Occhi aperti

di

Nella frenesia ossessiva attuale, in cui non vi sono più luoghi deputati ai pensieri, il concetto del siamo tutti uguali esce dalle chiese, ormai vuote, e entra nella quotidianità, invadendo in maniera incontrollata ogni spazio e concetto. Devono essere stati belli i tempi in cui l’uguaglianza era propria solo della domenica e si poteva poi rincasare ognuno nelle proprie classi, gerarchicamente perfette, socialmente accettate, equilibrate, pur nelle loro insuperate lacune. Devono essere stati belli quei tempi, ma non si può dire, perché il siamo tutti uguali è il credo di oggi, imposto, da cui non ci si può scostare per nessuna deviazione di riflessione, neanche fosse uno spunto o una provocazione, vietato quando non c'è capacità di analisi, allora il siamo tutti uguali diventa il minimo comune denominatore della deficienza: per non far sentire minoritario chi non ha capacità, siamo tutti ugualmente incapaci; si intravede - ad onor del vero - il sano principio, se non fosse terribilmente svilente il risultato di boy scout allo sbaraglio, no anzi, lì la gerarchia è ferrea, parola di lupetto.

Succede alle persone, succede ai luoghi, succede ai tempi, così la notte pare a forza debba essere uguale al giorno, con la necessità, non richiesta, di riempirla di attrattive, con le stesse regole, gli stessi problemi. Complesso delle città che vorrebbero sentirsi chiamare metropoli o più.

No, questo almeno, sarebbe cortese lasciarlo invariato, la tracotanza dell'ugualitarismo ceda il passo a madre natura e consenta la scissione tra luce e buio. Il popolo della notte lo spera, sono i reietti di quella società mattutina, sono i lavoratori con i turni scomodi, gli umili che stanno dietro le quinte di uno spettacolo indecoroso su cui regge il resto, erano gli spacciatori e le prostitute, prima che diventassero parte integrante del giorno da cui si nascondevano, restano gli scrittori e qualche operaio, sono l'unica classe rimasta di cui si può parlare senza essere aggrediti, talmente minoritaria da non essere tutelata, quella degli insonni, per scelta, per professione o per passione.
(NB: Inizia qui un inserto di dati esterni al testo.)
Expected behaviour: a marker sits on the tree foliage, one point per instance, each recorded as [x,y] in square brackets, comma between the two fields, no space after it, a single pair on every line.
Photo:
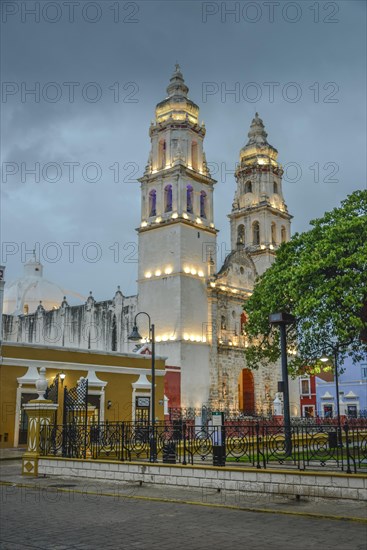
[320,277]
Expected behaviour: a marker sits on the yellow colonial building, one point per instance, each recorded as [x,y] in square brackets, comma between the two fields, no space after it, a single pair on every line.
[119,385]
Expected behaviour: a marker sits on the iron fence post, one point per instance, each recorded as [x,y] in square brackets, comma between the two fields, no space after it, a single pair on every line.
[184,442]
[257,429]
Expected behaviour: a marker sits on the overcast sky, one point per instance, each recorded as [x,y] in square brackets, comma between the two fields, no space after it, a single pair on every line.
[301,65]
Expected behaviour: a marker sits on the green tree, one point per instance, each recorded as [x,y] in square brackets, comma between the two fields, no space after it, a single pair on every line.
[320,277]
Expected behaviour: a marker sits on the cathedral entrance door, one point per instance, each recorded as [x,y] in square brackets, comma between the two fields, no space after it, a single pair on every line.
[246,388]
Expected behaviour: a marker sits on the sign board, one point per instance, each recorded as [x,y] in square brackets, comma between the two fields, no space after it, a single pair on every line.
[217,418]
[142,401]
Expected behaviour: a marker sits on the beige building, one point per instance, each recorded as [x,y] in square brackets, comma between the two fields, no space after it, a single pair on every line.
[118,384]
[196,306]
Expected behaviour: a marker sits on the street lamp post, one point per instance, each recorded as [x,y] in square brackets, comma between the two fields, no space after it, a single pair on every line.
[324,359]
[284,319]
[135,336]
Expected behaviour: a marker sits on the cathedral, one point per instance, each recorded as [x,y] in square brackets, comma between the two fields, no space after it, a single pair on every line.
[197,308]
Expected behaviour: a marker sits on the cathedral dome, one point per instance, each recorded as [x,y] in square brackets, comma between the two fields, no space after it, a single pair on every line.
[177,106]
[257,145]
[24,295]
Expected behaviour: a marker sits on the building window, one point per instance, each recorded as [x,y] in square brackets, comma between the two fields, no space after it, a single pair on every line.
[256,233]
[203,204]
[273,233]
[243,323]
[168,198]
[248,187]
[189,199]
[328,410]
[194,155]
[308,411]
[161,154]
[114,334]
[241,234]
[305,386]
[283,234]
[153,202]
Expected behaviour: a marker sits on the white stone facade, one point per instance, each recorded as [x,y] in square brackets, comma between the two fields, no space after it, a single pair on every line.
[197,310]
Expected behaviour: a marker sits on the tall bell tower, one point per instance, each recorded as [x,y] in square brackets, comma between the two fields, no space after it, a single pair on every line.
[259,220]
[177,239]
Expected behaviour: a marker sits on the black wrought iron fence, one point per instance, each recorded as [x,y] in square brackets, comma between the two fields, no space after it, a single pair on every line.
[313,446]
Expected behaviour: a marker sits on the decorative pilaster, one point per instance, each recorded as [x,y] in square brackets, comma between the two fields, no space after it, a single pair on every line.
[41,413]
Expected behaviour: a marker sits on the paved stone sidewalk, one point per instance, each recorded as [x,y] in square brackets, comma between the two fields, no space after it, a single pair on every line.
[53,487]
[73,521]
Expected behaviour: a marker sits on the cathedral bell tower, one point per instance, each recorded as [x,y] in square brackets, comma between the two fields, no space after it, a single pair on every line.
[260,221]
[177,238]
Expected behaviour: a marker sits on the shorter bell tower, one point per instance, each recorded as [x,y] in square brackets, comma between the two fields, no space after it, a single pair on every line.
[259,220]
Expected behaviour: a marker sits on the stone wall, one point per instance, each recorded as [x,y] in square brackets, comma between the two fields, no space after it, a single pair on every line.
[312,485]
[102,326]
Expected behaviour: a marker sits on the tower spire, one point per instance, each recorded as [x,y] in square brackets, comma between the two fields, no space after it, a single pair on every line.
[177,86]
[260,221]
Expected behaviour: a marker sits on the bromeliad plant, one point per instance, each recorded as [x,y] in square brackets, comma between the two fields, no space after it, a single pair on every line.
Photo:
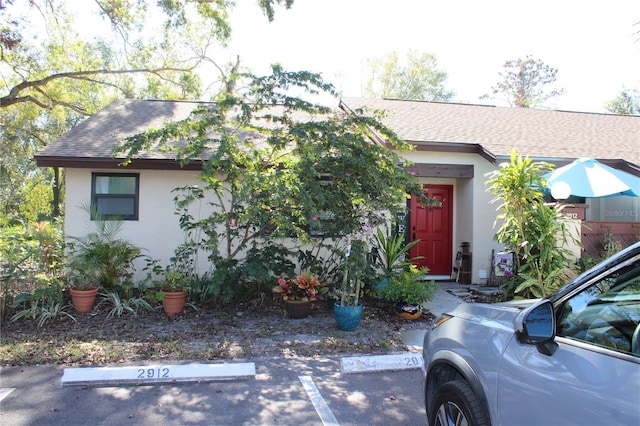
[305,287]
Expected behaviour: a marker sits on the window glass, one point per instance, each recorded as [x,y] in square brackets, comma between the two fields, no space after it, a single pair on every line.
[115,184]
[115,196]
[607,313]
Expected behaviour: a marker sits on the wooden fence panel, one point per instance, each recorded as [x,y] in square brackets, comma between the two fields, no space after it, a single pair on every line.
[594,236]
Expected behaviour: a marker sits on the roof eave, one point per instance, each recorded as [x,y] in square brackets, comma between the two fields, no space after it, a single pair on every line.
[114,163]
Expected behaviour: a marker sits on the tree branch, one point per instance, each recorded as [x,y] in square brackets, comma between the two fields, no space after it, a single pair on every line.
[14,95]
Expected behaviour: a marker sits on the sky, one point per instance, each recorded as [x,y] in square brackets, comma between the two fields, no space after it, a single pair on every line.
[594,44]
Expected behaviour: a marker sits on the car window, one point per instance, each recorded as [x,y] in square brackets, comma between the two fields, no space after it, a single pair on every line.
[607,313]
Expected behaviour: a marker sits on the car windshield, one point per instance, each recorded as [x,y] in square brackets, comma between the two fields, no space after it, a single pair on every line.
[607,313]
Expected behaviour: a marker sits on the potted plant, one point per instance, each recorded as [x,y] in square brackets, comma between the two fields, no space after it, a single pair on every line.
[348,309]
[173,291]
[392,256]
[83,291]
[298,294]
[408,290]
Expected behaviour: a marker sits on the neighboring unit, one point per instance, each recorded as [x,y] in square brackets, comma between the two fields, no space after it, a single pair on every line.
[456,146]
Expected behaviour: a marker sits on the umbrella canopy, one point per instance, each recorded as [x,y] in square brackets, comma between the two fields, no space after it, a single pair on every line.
[586,177]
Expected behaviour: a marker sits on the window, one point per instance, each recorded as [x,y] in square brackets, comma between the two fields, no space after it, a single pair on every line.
[114,196]
[606,314]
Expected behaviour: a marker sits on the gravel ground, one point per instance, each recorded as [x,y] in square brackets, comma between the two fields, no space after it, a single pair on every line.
[240,332]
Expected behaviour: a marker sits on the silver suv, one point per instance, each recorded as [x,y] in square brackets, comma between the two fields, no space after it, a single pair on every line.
[573,358]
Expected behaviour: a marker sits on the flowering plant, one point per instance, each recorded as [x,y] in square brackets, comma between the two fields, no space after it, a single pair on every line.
[304,287]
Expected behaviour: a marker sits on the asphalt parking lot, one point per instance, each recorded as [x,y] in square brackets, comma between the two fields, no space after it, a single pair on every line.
[284,391]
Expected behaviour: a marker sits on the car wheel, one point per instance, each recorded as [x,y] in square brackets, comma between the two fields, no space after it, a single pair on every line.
[456,404]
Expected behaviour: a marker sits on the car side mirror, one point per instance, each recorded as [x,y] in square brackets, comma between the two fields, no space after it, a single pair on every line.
[536,325]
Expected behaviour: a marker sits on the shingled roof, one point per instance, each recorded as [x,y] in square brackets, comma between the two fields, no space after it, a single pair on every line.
[558,136]
[91,143]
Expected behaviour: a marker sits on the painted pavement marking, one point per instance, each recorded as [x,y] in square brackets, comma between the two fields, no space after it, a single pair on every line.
[360,364]
[4,392]
[323,410]
[156,374]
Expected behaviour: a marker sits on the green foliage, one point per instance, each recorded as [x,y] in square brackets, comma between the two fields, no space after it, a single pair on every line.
[529,227]
[627,102]
[409,286]
[527,83]
[274,164]
[101,256]
[119,305]
[28,256]
[356,269]
[418,78]
[45,303]
[393,252]
[37,201]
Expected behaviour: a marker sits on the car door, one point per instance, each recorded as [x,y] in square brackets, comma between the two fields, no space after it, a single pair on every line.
[594,375]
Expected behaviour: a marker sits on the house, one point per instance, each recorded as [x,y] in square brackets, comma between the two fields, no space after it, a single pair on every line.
[456,146]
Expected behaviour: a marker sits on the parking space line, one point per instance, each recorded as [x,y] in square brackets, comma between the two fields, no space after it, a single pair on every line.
[323,410]
[4,392]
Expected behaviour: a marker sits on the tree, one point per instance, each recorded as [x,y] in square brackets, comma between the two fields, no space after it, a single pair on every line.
[418,78]
[526,83]
[627,102]
[529,227]
[54,74]
[278,166]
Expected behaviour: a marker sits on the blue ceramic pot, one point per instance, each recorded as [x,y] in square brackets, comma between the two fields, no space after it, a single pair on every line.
[347,317]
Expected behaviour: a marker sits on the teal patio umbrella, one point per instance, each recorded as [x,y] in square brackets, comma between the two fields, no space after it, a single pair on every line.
[587,177]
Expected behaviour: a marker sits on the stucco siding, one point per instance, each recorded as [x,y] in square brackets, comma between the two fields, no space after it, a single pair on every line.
[156,231]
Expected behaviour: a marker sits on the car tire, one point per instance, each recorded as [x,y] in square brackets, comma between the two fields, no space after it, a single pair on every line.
[455,403]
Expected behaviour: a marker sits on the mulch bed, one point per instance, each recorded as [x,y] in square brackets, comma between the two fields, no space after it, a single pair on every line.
[233,332]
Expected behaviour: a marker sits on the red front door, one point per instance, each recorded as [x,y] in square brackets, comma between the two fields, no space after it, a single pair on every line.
[433,227]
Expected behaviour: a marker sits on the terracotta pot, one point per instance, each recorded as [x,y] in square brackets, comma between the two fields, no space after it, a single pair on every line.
[173,302]
[83,300]
[297,309]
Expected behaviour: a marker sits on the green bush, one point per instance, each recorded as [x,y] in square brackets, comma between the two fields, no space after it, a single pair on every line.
[409,287]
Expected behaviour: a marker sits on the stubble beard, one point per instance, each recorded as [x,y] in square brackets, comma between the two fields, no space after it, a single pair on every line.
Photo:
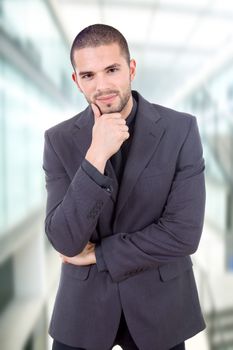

Sono la parte della società più reale che ci è rimasta, forse l'unica ancora autentica. Io ne faccio orgogliosamente parte dalla nascita e sono di quello schieramento che di notte non ha nessuna intenzione di dormire, non come i cugini, più sfortunati, che passano le ore a cercare di addormentarsi, di cui Titta Di Girolamo, di sorrentiniana memoria, è il più chiaro esponente. Per me, come per i miei colleghi, il tempo è scandito da attività che sono solo nostre, minuti lunghi senza ingerenza alcuna da nessuno. Si può leggere, scrivere, passeggiare, si può discutere con sé stessi, sottovoce, come Marzullo, o urlando, in maniera coerente o sconclusionata, come Arbore suggeriva nel suo programma dal nome, non per caso, ‘Quelli della notte’.

Concato nella sua solita delicatezza colse quell'atmosfera eterea di quelle ore che sono di nessuno: 'sapessi amore mio come mi piace, partire quando Milano dorme ancora, vederla sonnecchiare e accorgermi che è bella, prima che cominci a correre e ad urlare', più giocoso l'avrebbe ripetuto qualche anno dopo anche Jovanotti nella 'Gente della notte', ribadendo come quella sia una setta senza poteri, in cui si condivide del tempo sospeso che è proprio solo di chi lo usa, mentre gli altri, più o meno beatamente, dormono. Ecco, allora quel tempo lasciamolo a chi lo vive, garantendo dei servizi certo, ma senza invadere quel ritaglio di libertà, senza colonizzarlo. Sì alle metropolitane sempre aperte, più aperte, aperte ogni tanto, come sia, basta che funzionino, sì ai maggiori controlli, sì anche ai musei e alle sale studio a disposizione, se le organizzazioni sono in grado di autogestirsi, se lo vogliono, senza imposizioni, senza che diventi una regola che tanto poi siamo così bravi a fraintendere. Non creiamo nuovi equivoci, non ne abbiamo bisogno, se crollasse anche l'incertezza della notte, allora davvero non resterebbe che dormire.